Sur l’indemnité d’occupation :
En application de l’article 1240 du code civil, l’occupation sans droit, ni titre constitue un trouble illicite préjudiciable qui emporte le versement par l’occupant d’une indemnité pour toute la durée de son maintien dans les lieux.
Il est de bon droit d’estimer que cette indemnité devra s’élever au montant du loyer avec charges qui aurait été payé si le bail n’avait pas été résilié et comme tel, qu’elle subira les augmentations légales.
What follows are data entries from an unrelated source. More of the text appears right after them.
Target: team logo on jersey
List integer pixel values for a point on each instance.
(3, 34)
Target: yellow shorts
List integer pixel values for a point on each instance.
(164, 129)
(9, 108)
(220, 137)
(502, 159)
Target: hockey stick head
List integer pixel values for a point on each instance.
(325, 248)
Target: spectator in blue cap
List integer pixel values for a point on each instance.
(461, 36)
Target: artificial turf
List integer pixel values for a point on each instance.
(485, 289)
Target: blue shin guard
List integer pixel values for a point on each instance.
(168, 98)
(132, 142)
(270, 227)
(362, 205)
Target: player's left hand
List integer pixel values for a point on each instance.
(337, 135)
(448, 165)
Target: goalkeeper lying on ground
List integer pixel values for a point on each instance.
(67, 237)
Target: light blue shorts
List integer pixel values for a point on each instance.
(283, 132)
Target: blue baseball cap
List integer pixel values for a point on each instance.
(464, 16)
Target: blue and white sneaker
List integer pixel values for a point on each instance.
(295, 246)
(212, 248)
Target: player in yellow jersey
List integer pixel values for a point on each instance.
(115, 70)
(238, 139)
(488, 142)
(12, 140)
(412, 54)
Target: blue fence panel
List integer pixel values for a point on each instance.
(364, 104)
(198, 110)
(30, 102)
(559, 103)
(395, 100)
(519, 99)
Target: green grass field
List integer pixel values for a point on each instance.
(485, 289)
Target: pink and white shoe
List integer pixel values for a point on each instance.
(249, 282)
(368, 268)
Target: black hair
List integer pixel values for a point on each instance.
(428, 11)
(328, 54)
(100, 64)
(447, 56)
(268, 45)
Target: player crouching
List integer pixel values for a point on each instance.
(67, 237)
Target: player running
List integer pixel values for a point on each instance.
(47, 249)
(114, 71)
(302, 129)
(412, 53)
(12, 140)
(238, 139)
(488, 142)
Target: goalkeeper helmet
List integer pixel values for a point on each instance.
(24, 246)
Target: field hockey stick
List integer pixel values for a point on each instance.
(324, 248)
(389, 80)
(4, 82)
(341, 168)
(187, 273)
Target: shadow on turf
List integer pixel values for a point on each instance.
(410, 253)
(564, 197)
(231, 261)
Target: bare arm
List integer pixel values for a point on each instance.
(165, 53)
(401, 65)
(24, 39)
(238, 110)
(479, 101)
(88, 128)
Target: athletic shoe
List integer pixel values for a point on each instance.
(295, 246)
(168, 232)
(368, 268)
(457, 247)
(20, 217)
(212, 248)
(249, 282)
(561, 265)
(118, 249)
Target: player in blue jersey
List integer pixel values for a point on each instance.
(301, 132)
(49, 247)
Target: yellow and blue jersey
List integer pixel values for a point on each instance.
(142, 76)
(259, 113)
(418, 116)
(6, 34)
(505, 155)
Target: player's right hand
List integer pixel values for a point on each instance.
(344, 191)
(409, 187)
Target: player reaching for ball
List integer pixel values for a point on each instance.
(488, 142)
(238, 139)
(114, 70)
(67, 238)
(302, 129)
En conséquence, Madame [O] [J] sera condamnée à payer une indemnité d’occupation équivalente au loyer et charges actuels, et en subissant les augmentations légales, à compter du 1er novembre 2025 et jusqu’à son départ effectif des lieux.
Sur les frais irrépétibles et les dépens :
En application de l’article 700 du code de procédure civile « le juge condamne la partie tenue aux dépens ou qui perd son procès à payer à l’autre partie la somme qu’il détermine au titre des frais exposés et non compris dans les dépens. »
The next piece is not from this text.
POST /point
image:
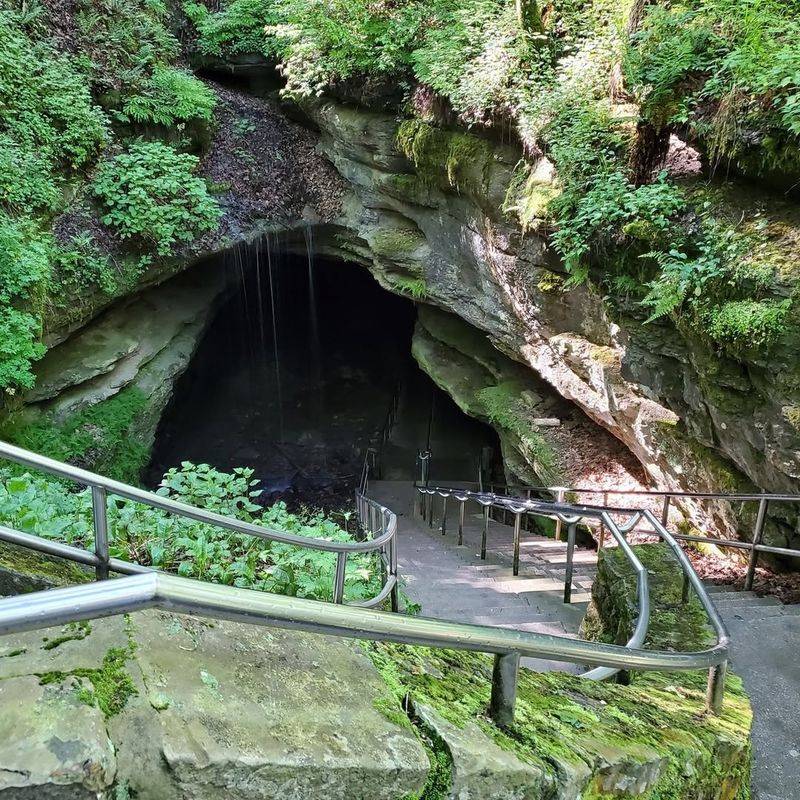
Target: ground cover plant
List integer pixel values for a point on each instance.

Monsieur [O] [J] sera condamnée à payer la somme de 500 euros à la SA SEMIGA au titre de l’article 700 du code de procédure civile.
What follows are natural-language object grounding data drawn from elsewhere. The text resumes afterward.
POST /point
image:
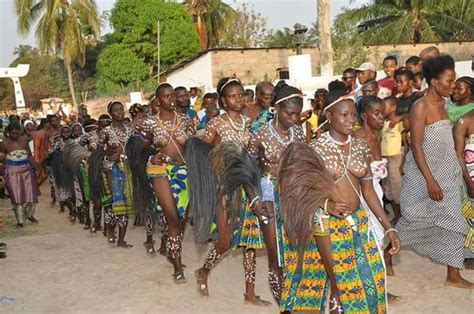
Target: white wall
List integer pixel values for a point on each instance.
(197, 73)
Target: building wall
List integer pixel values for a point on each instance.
(195, 74)
(459, 51)
(255, 65)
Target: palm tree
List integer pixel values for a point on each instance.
(63, 27)
(213, 19)
(198, 8)
(325, 42)
(405, 21)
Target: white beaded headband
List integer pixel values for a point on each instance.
(228, 82)
(288, 97)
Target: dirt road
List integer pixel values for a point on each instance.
(56, 267)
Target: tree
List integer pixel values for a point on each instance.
(248, 30)
(61, 28)
(413, 21)
(117, 67)
(325, 43)
(135, 27)
(213, 18)
(47, 77)
(284, 37)
(348, 45)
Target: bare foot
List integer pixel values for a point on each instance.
(389, 270)
(459, 283)
(469, 263)
(255, 300)
(392, 298)
(201, 279)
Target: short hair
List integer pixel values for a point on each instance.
(249, 92)
(12, 116)
(433, 67)
(210, 96)
(223, 84)
(211, 107)
(51, 117)
(162, 86)
(467, 80)
(370, 83)
(392, 100)
(390, 58)
(261, 85)
(365, 102)
(104, 117)
(283, 90)
(336, 85)
(414, 60)
(405, 72)
(349, 70)
(180, 88)
(13, 126)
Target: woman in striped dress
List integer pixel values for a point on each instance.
(432, 222)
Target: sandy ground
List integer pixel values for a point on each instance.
(55, 267)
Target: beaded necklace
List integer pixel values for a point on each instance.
(277, 136)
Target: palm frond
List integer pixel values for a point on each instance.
(397, 31)
(371, 12)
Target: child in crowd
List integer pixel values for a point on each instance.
(406, 96)
(387, 84)
(392, 151)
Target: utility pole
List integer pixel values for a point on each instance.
(325, 43)
(158, 48)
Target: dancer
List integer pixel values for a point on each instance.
(228, 135)
(351, 268)
(113, 138)
(464, 144)
(266, 146)
(167, 131)
(20, 178)
(432, 222)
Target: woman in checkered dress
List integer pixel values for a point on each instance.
(432, 222)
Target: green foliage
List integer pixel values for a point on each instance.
(284, 37)
(219, 18)
(135, 26)
(348, 46)
(249, 29)
(117, 67)
(397, 22)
Aux termes de l’article 696 du même code, « la partie perdante est condamnée aux dépens, à moins que le juge, par décision motivée, n’en mette la totalité ou une fraction à la charge d’une autre partie. »
Madame [O] [J] qui succombe, supportera les entiers dépens de l’instance.
PAR CES MOTIFS
Nous, Juge du Contentieux de la Protection statuant en référé par ordonnance réputée contradictoire, en premier ressort et par mise à disposition au greffe :
Renvoyons les parties à mieux se pourvoir au principal, mais dès à présent, vu l’urgence,
DÉCLARONS la demande en résiliation de bail diligentée par la SA SEMIGA recevable et bien fondée ;
CONSTATONS que les conditions d’acquisition de la clause résolutoire figurant au bail conclu le 05 février 2025 entre la SA SEMIGA et Madame [O] [J] concernant le logement situé [Adresse 5] étaient réunies à la date du 11 juillet 2025,
CONSTATONS la résiliation du bail à compter du 11 juillet 2025,
CONSTATONS que Madame [O] [J] est déchue de son titre d’occupation et se maintient indûment dans le logement initialement loué susvisé,
En conséquence :
ORDONNONS l’expulsion domiciliaire de Madame [O] [J] ainsi que celle de tout occupant de son chef, des locaux situés [Adresse 5] avec le concours de la force publique et d’un serrurier si besoin, dans les formes et délais prescrits par les articles L411-1 et suivants du Code des procédures civiles d’exécution,
CONDAMNONS Madame [O] [J] à payer par provision à la SA SEMIGA à compter du 1er novembre 2025 et jusqu’à libération ou reprise effective des lieux, une indemnité mensuelle d’occupation égale au montant du dernier loyer avec charges et subissant les augmentations légales,
CONDAMNONS Madame [O] [J] à payer par provision à la SA SEMIGA la somme de 3.210,52 euros, échéance du mois d’octobre 2025 incluse, au titre de la dette locative avec intérêts au taux légal à compter du commandement de payer pour les sommes y étant portées, à compter de l’assignation pour le surplus et à compter de la présente décision pour le reliquat,
CONDAMNONS Madame [O] [J] à payer à la SA SEMIGA la somme de 500 euros au titre de l’article 700 du code de procédure civile,
CONDAMNONS Madame [O] [J] aux entiers dépens.